Essa flexibilização jurisprudencial sugere que a divisibilidade não exige uma precisão matemática absoluta, mas sim métodos objetivos e razoáveis de imputação de custos. O exemplo da iluminação pública é emblemático: embora o STF tenha mantido a restrição, a criação da Contribuição para o Custeio da Iluminação Pública (COSIP) via Emenda Constitucional 39/2002 permitiu que municípios viabilizassem parcerias público-privadas, utilizando a fatura de energia como veículo de cobrança. Foi um caminho alternativo para contornar a rigidez da classificação tributária.

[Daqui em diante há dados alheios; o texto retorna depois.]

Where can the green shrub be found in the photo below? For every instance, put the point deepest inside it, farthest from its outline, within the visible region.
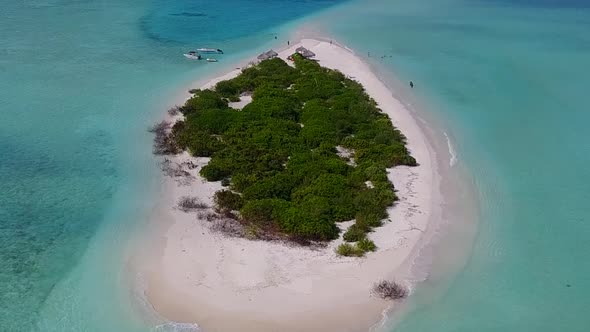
(355, 233)
(349, 250)
(265, 212)
(280, 150)
(366, 245)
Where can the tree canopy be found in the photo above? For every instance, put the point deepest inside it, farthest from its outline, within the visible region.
(279, 153)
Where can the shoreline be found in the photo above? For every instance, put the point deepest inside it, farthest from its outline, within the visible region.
(202, 277)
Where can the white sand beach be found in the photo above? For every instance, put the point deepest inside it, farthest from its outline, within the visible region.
(233, 284)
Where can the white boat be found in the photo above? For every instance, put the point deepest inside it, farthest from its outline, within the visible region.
(210, 50)
(193, 55)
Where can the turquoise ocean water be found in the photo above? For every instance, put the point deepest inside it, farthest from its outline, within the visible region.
(80, 81)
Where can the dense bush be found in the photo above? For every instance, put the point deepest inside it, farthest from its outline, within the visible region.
(227, 200)
(355, 232)
(349, 250)
(278, 154)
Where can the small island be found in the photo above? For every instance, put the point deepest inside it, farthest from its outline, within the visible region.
(278, 211)
(310, 150)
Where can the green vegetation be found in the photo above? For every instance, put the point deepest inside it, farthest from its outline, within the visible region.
(278, 157)
(349, 250)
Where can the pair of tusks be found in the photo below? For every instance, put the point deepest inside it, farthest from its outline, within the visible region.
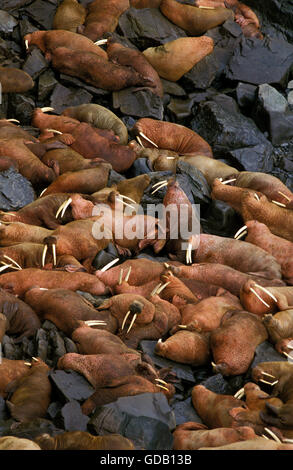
(146, 138)
(264, 290)
(126, 277)
(159, 288)
(29, 363)
(161, 386)
(45, 249)
(160, 185)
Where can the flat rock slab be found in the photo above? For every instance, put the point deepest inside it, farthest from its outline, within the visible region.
(146, 419)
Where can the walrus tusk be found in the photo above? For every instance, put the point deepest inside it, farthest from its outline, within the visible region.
(160, 187)
(229, 181)
(128, 274)
(101, 41)
(240, 394)
(149, 140)
(267, 292)
(286, 197)
(44, 255)
(139, 141)
(124, 320)
(162, 381)
(240, 230)
(12, 261)
(161, 386)
(105, 268)
(271, 433)
(46, 109)
(54, 254)
(132, 323)
(269, 383)
(279, 204)
(54, 131)
(259, 297)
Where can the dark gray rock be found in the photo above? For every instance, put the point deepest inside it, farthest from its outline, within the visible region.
(46, 84)
(42, 12)
(63, 97)
(148, 28)
(41, 344)
(146, 419)
(15, 190)
(35, 63)
(246, 94)
(183, 371)
(71, 418)
(140, 103)
(23, 107)
(258, 61)
(70, 385)
(7, 23)
(184, 412)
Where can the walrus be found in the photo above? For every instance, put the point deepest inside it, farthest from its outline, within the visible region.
(15, 80)
(121, 55)
(194, 20)
(102, 17)
(100, 117)
(175, 58)
(80, 440)
(30, 394)
(69, 15)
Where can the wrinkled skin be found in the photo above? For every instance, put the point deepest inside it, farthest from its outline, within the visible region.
(194, 20)
(14, 80)
(80, 440)
(214, 408)
(22, 320)
(171, 136)
(233, 344)
(121, 55)
(69, 15)
(192, 436)
(102, 17)
(65, 309)
(31, 394)
(20, 281)
(100, 117)
(175, 58)
(250, 302)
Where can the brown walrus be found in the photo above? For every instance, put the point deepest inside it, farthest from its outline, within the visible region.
(69, 15)
(194, 20)
(14, 80)
(175, 58)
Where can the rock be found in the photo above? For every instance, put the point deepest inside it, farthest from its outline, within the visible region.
(148, 28)
(256, 61)
(42, 344)
(23, 107)
(71, 418)
(70, 385)
(47, 82)
(15, 190)
(7, 23)
(246, 94)
(146, 419)
(272, 113)
(183, 371)
(35, 63)
(184, 412)
(141, 103)
(42, 12)
(63, 97)
(221, 124)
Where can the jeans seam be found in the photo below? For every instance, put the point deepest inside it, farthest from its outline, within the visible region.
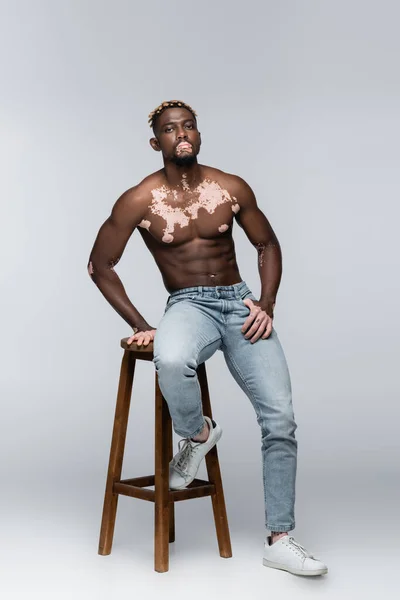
(255, 403)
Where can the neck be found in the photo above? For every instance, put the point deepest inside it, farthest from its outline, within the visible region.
(182, 176)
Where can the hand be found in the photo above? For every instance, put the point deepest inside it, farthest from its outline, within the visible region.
(259, 320)
(142, 336)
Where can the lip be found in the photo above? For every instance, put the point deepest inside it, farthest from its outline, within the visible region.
(183, 145)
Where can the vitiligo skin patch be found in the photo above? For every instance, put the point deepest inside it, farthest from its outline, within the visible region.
(208, 195)
(261, 252)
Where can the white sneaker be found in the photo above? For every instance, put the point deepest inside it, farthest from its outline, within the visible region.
(185, 464)
(289, 555)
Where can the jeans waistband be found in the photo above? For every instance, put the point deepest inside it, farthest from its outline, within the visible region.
(225, 291)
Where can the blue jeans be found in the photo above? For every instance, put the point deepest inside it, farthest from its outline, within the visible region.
(200, 320)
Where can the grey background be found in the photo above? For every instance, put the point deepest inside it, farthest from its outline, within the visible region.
(301, 99)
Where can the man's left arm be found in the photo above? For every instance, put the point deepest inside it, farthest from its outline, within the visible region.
(261, 235)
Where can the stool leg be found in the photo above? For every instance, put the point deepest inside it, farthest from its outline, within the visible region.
(214, 476)
(161, 483)
(116, 452)
(171, 504)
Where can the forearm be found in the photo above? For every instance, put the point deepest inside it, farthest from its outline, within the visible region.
(270, 270)
(112, 289)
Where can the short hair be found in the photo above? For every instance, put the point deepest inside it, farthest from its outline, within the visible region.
(153, 116)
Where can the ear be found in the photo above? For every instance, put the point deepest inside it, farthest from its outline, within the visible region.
(155, 144)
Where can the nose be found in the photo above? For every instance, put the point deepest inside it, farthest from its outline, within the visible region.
(182, 134)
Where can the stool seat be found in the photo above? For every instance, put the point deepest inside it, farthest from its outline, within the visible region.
(143, 352)
(138, 487)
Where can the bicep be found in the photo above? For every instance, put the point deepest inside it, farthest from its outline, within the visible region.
(115, 232)
(252, 220)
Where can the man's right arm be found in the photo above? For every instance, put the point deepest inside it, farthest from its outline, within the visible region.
(107, 250)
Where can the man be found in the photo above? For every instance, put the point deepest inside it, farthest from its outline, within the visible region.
(185, 214)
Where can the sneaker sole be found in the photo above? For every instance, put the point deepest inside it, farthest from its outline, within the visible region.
(182, 487)
(268, 563)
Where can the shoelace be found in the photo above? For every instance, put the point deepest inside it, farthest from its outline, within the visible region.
(185, 453)
(305, 552)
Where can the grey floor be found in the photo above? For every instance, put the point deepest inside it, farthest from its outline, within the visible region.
(50, 534)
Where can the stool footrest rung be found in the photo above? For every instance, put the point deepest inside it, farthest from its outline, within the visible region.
(136, 487)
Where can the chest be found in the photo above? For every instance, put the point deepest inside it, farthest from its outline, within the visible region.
(174, 217)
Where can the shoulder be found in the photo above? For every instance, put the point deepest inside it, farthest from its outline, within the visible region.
(237, 187)
(138, 195)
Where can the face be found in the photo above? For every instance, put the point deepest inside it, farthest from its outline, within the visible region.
(177, 136)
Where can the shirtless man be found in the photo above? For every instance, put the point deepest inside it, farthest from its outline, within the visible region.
(185, 213)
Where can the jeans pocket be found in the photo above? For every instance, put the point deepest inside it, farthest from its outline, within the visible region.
(248, 294)
(179, 298)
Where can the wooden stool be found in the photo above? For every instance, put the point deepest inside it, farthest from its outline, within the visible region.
(164, 530)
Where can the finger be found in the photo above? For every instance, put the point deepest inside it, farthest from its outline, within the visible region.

Integração funcional e o futuro das concessões

A discussão ganha novo fôlego com a tramitação de propostas legislativas que buscam modernizar o setor. O JOTA PRO Poder tem acompanhado o avanço do PL 2.373/2025 no Senado, que, ao alterar a Lei 8.987/1995, propõe admitir a remuneração por tarifa em serviços públicos, independentemente da classificação tradicional de divisibilidade. O objetivo é deslocar o debate do plano dos pressupostos de validade tributária para o campo da modelagem contratual.

Nesse cenário, a varrição de vias públicas, por exemplo, poderia ser integrada ao manejo de resíduos sólidos, permitindo que a tarifa cubra todo o ciclo do serviço. A tendência aponta para dois critérios de aferição: a existência de um método objetivo de imputação de custos ou a integração funcional do serviço a um sistema já reconhecido como divisível. Essa mudança de paradigma promete arranjos mais eficientes, permitindo que a tecnologia e a modelagem contratual superem barreiras que, até então, limitavam a gestão pública.